First of all, I promise I’m only behind in my book-reviewing and not in my book-reading!
Two weeks ago I finished reading Honey for a Child’s Heart by Gladys Hunt. First published in 1969, this book is now in its fourth edition* and has been read by many, many parents as they endeavor to encourage a love for and environment of reading in their homes.
The author spends time presenting reasons why reading is important for a number of things, including teaching values, cultivating the soul and imagination, building character, and uniting a family. At times I felt she didn’t communicate all her ideas in a completely coherent and/or compelling manor, but nonetheless found myself freshly energized and re-inspired to appreciate reading as the vital part of family and home life that it should be.
That said, I think the real value of this book lies in the second half, which is an extensive annotated bibliography of books for children of all ages. I found myself pouring over this list and searching amazon for prices and availability, and it was so much fun! I’ve known there are lots of good books to be had for my children, but sometimes it is daunting to weed through the thousands that are on the market for those that are worth having and exposing our children to. This list, which is long and chock-full of wonderful ideas, is also shaped by Hunt’s love for the Lord, her appreciation for good literature and art, and her desire to see children and families encouraged and built together. Without a doubt, this bibliography will help choose many of the gifts we give our children throughout this coming year, and will undoubtedly be referred to throughout many more years for ideas and inspiration.

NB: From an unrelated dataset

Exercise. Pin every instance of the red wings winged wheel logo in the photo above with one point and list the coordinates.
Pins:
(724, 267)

All in all, if you want your children to grow up in an environment that cherishes reading and the bond that can be shared together through a book, you need to have this book on your shelf! It is a worthwhile read– and the bibliography alone is worth the price!
*The edition I have is an older one. I assume there aren’t many significant alterations to the newer edition, except perhaps that some of the books listed in the bibliography that are no longer in print aren’t included any more, though I can’t even say that for sure.